Introduction

Sports, and physical competitions are pursued by the goals and the challenges they bring. Sport is part of the past and present of all cultures, but each culture defines the sport. The most valuable reports clarify the relationship of sports to games, games, and competitions. “Playing”, wrote the German theorist Carl Diem, “is in itself a useless activity, the opposite of work”. People work because they have to; They play because they want to. The game is autotelic, meaning it has its own goals. It is voluntary and not forced.

History

History

No one can say when the sport started. Since it is impossible to imagine a time when children did not spontaneously participate in races or fights, it is clear that children have always incorporated sports into their games. Still, one can only speak of the emergence of sport as autotelic physical competitions for adults speculate. Hunters are depicted in prehistoric art, but it is unclear whether hunters pursued their prey in a desperate state of mind or with the joyous abandonment of athletes. However, from the rich literary and iconographic testimonies of all ancient civilizations. It is clear that hunting quickly became an end in itself, at least for kings and nobility. Archaeological evidence indicates that ball games were standard among ancient peoples as diverse as the Chinese and the Aztecs. If ball games were competitions rather than non-competitive ritual performances, like the Japanese game of kemari football, then they were sports in the strictest sense.
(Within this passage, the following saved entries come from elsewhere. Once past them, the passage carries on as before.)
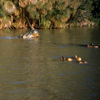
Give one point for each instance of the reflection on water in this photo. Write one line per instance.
(31, 69)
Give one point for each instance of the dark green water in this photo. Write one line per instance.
(31, 69)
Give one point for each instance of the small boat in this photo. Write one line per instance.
(33, 33)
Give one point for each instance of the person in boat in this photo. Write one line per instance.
(31, 33)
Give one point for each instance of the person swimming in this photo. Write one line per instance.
(31, 33)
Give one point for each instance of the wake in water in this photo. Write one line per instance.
(8, 37)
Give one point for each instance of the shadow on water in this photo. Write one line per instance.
(31, 69)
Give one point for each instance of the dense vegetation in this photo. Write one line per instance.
(48, 13)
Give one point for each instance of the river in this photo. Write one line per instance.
(32, 69)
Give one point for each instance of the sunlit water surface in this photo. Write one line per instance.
(31, 69)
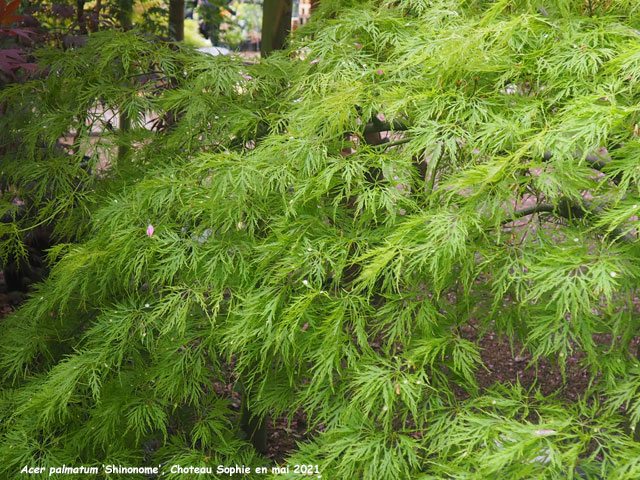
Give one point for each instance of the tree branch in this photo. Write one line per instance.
(568, 210)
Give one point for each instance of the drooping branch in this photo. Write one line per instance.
(595, 161)
(568, 210)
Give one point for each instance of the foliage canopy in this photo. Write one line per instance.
(324, 266)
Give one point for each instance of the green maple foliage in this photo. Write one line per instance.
(319, 228)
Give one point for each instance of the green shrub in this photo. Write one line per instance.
(265, 235)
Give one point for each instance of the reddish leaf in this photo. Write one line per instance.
(11, 60)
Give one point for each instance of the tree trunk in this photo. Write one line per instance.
(276, 25)
(125, 13)
(176, 20)
(125, 16)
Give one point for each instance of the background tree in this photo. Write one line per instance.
(276, 25)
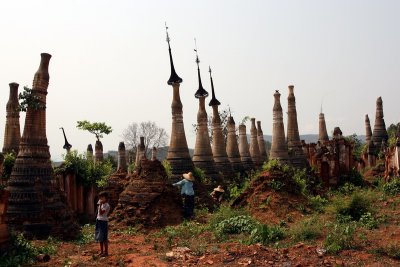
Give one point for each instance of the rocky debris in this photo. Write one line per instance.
(149, 198)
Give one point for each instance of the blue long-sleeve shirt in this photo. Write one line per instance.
(186, 187)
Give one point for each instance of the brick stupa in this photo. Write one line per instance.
(232, 148)
(222, 163)
(254, 148)
(178, 151)
(245, 156)
(279, 148)
(12, 133)
(380, 134)
(261, 143)
(35, 204)
(322, 132)
(368, 131)
(297, 157)
(203, 156)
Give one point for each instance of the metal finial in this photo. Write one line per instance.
(166, 30)
(67, 145)
(197, 55)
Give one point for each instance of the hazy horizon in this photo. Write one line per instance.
(110, 61)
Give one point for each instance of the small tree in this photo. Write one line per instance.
(28, 99)
(96, 128)
(154, 136)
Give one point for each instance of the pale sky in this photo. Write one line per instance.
(110, 61)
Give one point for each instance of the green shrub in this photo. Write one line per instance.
(224, 212)
(20, 253)
(291, 180)
(347, 188)
(236, 225)
(86, 236)
(392, 250)
(368, 221)
(354, 177)
(264, 234)
(276, 185)
(317, 203)
(354, 207)
(308, 229)
(340, 237)
(86, 170)
(392, 188)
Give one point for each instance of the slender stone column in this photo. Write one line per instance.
(261, 143)
(89, 152)
(35, 204)
(154, 154)
(297, 157)
(67, 146)
(202, 156)
(122, 166)
(323, 133)
(279, 148)
(222, 163)
(380, 133)
(245, 156)
(178, 151)
(371, 150)
(368, 131)
(141, 152)
(98, 151)
(232, 148)
(254, 147)
(12, 134)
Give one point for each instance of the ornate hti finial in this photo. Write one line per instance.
(214, 101)
(201, 92)
(67, 145)
(174, 78)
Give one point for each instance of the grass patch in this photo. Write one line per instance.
(340, 237)
(306, 230)
(86, 235)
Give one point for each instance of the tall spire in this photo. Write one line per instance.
(379, 134)
(214, 101)
(178, 151)
(279, 149)
(174, 78)
(12, 133)
(295, 147)
(368, 131)
(222, 163)
(322, 132)
(67, 146)
(201, 92)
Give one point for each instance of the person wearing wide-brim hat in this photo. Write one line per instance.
(187, 193)
(217, 194)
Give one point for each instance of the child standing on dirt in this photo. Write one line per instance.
(187, 193)
(101, 232)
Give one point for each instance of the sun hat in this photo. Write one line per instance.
(219, 189)
(188, 176)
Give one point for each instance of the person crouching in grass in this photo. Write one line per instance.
(101, 232)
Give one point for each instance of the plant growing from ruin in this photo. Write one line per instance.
(96, 128)
(29, 100)
(87, 171)
(8, 164)
(154, 136)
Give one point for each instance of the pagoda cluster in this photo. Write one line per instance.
(223, 157)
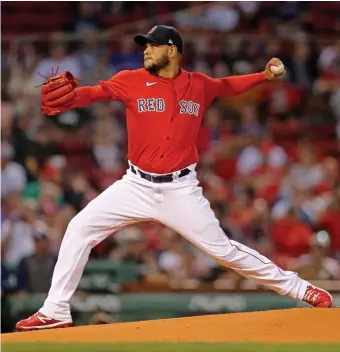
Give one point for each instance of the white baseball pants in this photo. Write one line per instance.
(179, 205)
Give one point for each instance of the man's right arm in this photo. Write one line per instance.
(62, 95)
(85, 96)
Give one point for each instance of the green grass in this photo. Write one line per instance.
(168, 347)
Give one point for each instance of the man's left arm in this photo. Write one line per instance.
(231, 86)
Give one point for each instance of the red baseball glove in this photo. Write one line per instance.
(57, 93)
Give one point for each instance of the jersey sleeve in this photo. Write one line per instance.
(118, 86)
(88, 95)
(231, 86)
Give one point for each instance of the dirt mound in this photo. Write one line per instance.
(293, 325)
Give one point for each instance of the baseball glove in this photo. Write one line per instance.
(57, 93)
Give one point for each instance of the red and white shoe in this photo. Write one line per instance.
(318, 297)
(40, 321)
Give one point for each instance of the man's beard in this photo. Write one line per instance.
(155, 68)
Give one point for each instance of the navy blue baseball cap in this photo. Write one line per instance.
(161, 35)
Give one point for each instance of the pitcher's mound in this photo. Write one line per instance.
(293, 325)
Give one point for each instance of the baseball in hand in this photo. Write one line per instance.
(278, 70)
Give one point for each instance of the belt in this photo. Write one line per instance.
(160, 178)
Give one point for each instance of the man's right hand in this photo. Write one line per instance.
(57, 93)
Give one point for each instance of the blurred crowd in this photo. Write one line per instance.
(269, 158)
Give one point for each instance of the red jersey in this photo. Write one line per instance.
(164, 115)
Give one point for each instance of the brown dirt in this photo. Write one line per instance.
(292, 325)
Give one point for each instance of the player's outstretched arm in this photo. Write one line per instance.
(235, 85)
(60, 93)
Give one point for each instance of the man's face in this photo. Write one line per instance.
(156, 57)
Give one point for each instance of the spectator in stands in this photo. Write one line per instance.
(291, 236)
(87, 17)
(329, 220)
(58, 59)
(16, 230)
(317, 264)
(13, 175)
(35, 271)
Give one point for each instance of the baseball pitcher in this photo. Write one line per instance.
(165, 105)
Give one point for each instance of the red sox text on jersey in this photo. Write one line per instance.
(164, 115)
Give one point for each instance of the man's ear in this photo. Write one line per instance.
(173, 51)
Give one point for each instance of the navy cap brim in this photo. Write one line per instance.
(141, 39)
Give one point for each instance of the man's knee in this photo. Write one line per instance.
(81, 224)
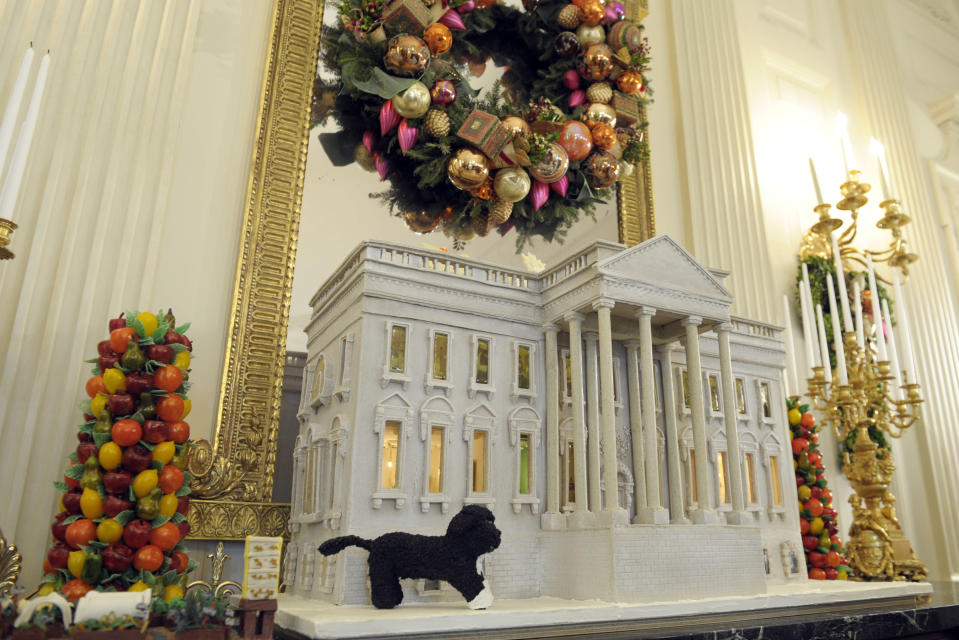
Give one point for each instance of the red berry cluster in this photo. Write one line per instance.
(125, 493)
(817, 518)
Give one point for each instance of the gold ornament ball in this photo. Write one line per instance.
(630, 82)
(467, 169)
(596, 62)
(600, 92)
(599, 113)
(420, 222)
(511, 184)
(592, 13)
(438, 38)
(414, 102)
(588, 35)
(568, 17)
(601, 169)
(515, 125)
(604, 136)
(406, 55)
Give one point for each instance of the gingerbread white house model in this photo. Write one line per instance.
(589, 407)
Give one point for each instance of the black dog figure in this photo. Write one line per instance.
(452, 557)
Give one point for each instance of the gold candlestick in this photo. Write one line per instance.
(877, 549)
(6, 229)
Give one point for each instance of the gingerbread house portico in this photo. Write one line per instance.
(588, 406)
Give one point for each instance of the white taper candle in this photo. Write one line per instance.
(13, 107)
(908, 359)
(823, 345)
(792, 375)
(893, 352)
(841, 285)
(836, 334)
(876, 310)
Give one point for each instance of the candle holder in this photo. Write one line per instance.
(6, 230)
(877, 549)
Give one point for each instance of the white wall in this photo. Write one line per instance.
(133, 197)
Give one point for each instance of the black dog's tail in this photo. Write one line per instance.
(335, 545)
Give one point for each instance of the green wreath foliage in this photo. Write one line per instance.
(522, 42)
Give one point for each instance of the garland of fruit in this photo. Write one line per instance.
(544, 144)
(124, 503)
(817, 518)
(819, 269)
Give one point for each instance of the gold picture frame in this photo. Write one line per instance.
(233, 484)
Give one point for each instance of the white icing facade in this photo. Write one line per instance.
(585, 406)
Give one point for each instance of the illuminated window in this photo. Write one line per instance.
(436, 459)
(479, 469)
(398, 349)
(777, 487)
(481, 375)
(714, 392)
(751, 478)
(723, 471)
(440, 355)
(522, 367)
(390, 456)
(525, 463)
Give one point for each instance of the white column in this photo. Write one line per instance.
(734, 457)
(552, 519)
(674, 470)
(636, 425)
(704, 512)
(580, 516)
(654, 512)
(593, 465)
(721, 172)
(613, 510)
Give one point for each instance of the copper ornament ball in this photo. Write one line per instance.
(587, 35)
(406, 55)
(604, 136)
(414, 102)
(552, 166)
(511, 184)
(599, 113)
(601, 169)
(515, 125)
(438, 38)
(576, 139)
(467, 169)
(596, 63)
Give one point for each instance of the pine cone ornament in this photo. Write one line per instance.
(600, 92)
(569, 17)
(499, 212)
(437, 123)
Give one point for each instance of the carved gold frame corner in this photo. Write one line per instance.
(233, 484)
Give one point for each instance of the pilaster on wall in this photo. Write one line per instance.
(932, 445)
(728, 227)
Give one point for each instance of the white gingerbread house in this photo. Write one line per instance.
(587, 406)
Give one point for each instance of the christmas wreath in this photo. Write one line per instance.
(541, 146)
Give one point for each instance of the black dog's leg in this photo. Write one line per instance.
(469, 585)
(385, 588)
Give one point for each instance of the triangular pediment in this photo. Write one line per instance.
(663, 262)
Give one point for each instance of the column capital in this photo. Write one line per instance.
(603, 303)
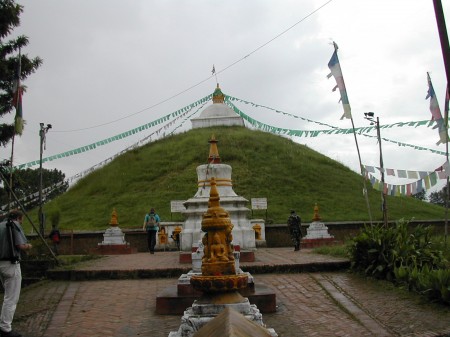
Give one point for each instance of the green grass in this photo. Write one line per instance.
(289, 175)
(340, 250)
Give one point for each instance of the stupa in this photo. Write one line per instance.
(219, 280)
(113, 240)
(317, 233)
(243, 233)
(217, 114)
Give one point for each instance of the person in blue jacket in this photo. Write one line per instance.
(151, 226)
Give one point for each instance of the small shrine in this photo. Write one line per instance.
(316, 233)
(219, 281)
(236, 206)
(113, 240)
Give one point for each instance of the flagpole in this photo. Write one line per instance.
(362, 173)
(445, 47)
(348, 114)
(18, 93)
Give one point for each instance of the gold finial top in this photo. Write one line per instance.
(214, 157)
(113, 221)
(218, 96)
(316, 213)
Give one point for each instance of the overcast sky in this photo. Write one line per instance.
(110, 66)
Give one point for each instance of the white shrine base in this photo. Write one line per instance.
(317, 235)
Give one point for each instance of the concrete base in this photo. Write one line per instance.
(312, 243)
(246, 256)
(174, 300)
(207, 308)
(113, 250)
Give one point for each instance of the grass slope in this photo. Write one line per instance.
(289, 175)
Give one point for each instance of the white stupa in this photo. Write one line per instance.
(243, 233)
(217, 114)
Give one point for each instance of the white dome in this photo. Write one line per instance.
(217, 110)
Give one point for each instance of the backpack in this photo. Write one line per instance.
(151, 223)
(55, 237)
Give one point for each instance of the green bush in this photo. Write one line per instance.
(406, 256)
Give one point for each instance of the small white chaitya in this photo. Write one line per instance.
(317, 229)
(113, 235)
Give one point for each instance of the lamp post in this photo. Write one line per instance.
(42, 132)
(370, 116)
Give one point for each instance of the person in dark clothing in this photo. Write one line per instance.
(55, 236)
(12, 242)
(294, 224)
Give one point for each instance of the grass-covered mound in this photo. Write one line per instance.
(289, 175)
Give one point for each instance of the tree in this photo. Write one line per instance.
(26, 186)
(439, 197)
(9, 63)
(422, 195)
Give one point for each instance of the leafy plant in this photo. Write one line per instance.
(406, 256)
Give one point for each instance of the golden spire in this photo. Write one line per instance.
(218, 267)
(113, 221)
(316, 213)
(214, 157)
(218, 96)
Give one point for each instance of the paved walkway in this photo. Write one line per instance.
(319, 303)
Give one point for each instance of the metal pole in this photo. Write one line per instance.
(383, 192)
(362, 174)
(445, 47)
(40, 215)
(42, 132)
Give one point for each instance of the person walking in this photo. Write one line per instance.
(12, 242)
(55, 236)
(151, 226)
(294, 225)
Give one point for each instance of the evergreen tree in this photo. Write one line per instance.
(422, 195)
(26, 186)
(9, 63)
(439, 197)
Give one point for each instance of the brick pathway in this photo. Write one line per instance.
(309, 304)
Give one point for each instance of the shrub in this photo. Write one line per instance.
(406, 256)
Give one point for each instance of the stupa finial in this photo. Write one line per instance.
(214, 157)
(114, 221)
(218, 266)
(218, 96)
(316, 213)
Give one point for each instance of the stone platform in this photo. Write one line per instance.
(245, 256)
(113, 250)
(174, 300)
(313, 243)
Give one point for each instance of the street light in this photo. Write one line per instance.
(42, 132)
(370, 116)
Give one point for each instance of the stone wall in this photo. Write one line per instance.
(277, 235)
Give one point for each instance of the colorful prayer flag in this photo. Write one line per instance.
(436, 113)
(17, 100)
(336, 72)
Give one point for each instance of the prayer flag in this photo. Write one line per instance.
(17, 100)
(336, 72)
(390, 172)
(436, 113)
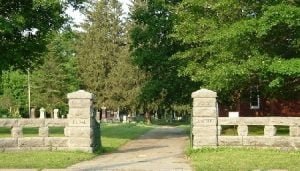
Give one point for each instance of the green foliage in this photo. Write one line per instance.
(56, 76)
(42, 159)
(152, 48)
(103, 59)
(232, 45)
(14, 92)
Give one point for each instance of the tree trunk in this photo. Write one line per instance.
(148, 117)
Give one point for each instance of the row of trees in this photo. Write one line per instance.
(153, 59)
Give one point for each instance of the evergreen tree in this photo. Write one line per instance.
(56, 76)
(100, 47)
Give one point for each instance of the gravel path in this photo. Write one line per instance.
(161, 149)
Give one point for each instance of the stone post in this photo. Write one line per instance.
(55, 112)
(295, 131)
(43, 131)
(42, 113)
(83, 130)
(103, 113)
(124, 119)
(32, 113)
(270, 130)
(17, 132)
(242, 130)
(204, 119)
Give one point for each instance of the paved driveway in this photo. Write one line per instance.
(161, 149)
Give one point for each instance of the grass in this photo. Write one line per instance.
(4, 132)
(113, 136)
(243, 159)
It could not simply be a competition is evident from the testimonies of Greek and Roman antiquity, which indicate that ball games were mainly playful pastimes, as recommended for health by the doctor Greek Galen in the 2nd century AD.

African Traditional Sports

It is unlikely that the Islamic conquest of North Africa in the 7th century drastically changed the traditional sport in the region. As long as wars were fought with bows and arrows, archery competitions continued to demonstrate skill. The Prophet Muhammad specifically authorized horse racing, and geography dictated that men raced with camels as well as horses. Hunters also liked to ride horses.

Among the many, North African games were ta Kurt om el mag (“Pilgrim Mother’s Ball”), a Berber bat-and-ball competition eerily similar structure to baseball. Koura, the most played, looked like football (soccer).

Traditional Asian Sports

Like the advanced civilizations they belong to, traditional Asian sports are ancient and diverse. Competing has never been easier than it looks. From the Islamic Middle East to the Indian subcontinent via China and Japan, wrestlers, primarily but not exclusively male, have embodied and practiced the values ​​of their cultures. Fighter strength has always been more than just a personal statement. More often than not, men who fought and fought found themselves engaged in a religious enterprise. For centuries, prayers, chants, and purification rituals have been an important aspect of hand-to-hand combat for Islamic fighters. It was not uncommon to combine the fighter’s skills with those of a mystical poet. The famous 14th-century Persian Pahlawan (ritual wrestler) Maḥmūd Khwārezmī was both.

Sport In The Ancient Mediterranean

Egypt

The sport was undoubtedly prevalent in ancient Egypt, where pharaohs used their hunting skills, strength, and archery skills to demonstrate their ability to rule. In such depictions, however, pharaohs like Amenhotep II (r. 1426-1400 BC) never rivalled others, and there is reason to believe that their extraordinary achievements were of the fiction of scribes. Egyptians with fewer claims to divinity wrestled, jumped, and participated in ball games and stick fights. In paintings found in a Middle Kingdom (1938-c.1630 BC) tomb at Beni Hassan, there are studies of 406 pairs of wrestlers demonstrating their skills.